- A documentary observing every day life during one day and one night in Los Angeles, California in the Fall of 1966. Mostly shot with long lenses contributing to candid feel and reality.
- SYMPHONY OF A CITY: LOS ANGELES 1966 visualizes a "time capsule" montage moment in time, viewing Los Angeles, California at work and at play, during a typical day and night, circa 1966. Locations viewed include Beverly Hills, Hollywood Boulevard, Sunset Boulevard, Downtown Los Angeles, MacArthur Park, and many locations that include visits to cemeteries, freeways, Santa Monica Beach, and activities occurring in the homes of individuals as well as on the streets. The opportunity to view people unaware of the camera is poignant. We see a side of individuals that make their reason to be important and expressive during a time when life in America was different in the 20th Century than today. However, there are similarities to be viewed and discovered within the frames of this 18 minute documentary by filmmaker Phil Gries who shot this film when he was 23 years old....a graduate student at UCLA. Renown, Director of Photography Floyd Crosby was Phil Gries' instructor.
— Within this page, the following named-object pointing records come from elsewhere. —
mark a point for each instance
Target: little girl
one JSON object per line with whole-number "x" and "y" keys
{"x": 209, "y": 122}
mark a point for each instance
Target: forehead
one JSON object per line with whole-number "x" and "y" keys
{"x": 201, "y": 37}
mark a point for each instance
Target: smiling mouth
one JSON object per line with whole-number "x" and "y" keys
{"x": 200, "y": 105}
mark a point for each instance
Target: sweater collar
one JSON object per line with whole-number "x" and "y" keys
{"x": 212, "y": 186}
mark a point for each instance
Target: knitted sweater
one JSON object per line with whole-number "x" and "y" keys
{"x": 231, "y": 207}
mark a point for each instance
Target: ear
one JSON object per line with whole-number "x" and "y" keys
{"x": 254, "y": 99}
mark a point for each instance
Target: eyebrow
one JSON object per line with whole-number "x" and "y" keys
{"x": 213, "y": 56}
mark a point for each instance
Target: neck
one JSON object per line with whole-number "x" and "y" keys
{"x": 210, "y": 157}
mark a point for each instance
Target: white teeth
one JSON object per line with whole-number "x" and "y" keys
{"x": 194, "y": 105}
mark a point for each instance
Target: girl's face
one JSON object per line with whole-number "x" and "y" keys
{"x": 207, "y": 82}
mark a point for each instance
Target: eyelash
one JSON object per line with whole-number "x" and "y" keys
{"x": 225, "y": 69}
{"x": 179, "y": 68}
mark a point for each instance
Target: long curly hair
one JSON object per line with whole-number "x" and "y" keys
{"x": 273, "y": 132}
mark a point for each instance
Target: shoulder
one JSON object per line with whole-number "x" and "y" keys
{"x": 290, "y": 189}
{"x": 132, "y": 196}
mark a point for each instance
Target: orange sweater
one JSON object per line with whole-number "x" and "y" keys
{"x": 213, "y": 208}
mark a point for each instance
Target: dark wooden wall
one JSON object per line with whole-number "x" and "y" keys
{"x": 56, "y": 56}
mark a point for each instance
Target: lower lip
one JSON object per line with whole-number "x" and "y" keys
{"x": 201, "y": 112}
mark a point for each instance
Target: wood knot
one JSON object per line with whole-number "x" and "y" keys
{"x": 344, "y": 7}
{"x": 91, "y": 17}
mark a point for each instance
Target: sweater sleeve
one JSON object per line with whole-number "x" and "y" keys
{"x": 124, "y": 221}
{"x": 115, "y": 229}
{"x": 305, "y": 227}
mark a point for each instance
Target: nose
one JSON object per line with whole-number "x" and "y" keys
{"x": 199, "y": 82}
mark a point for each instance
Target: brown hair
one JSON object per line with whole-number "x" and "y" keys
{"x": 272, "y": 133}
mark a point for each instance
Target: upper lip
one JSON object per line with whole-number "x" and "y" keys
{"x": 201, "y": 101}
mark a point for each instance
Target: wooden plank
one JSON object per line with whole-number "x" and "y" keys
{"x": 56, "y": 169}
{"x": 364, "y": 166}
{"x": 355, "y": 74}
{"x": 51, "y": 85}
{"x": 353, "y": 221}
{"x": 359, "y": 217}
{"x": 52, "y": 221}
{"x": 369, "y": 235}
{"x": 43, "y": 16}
This documentary, filmed before the advent of Cable Television, home answer phones, beepers, cellular phones, the internet, and social media, represents the last moments of "innocence" in the USA before events in the late 1960's would forever change the way we lived and behaved. Soon after SYMPHONY OF A CITY: LOS ANGELES 1966 was completed the people of America would experience events related to the assassination of Dr. Martin Luther King, Senator Robert F. Kennedy, Civil Rights marches, riots in inner cities, and the increasing protests of American Citizens regarding America's involvement in the Viet Nam war.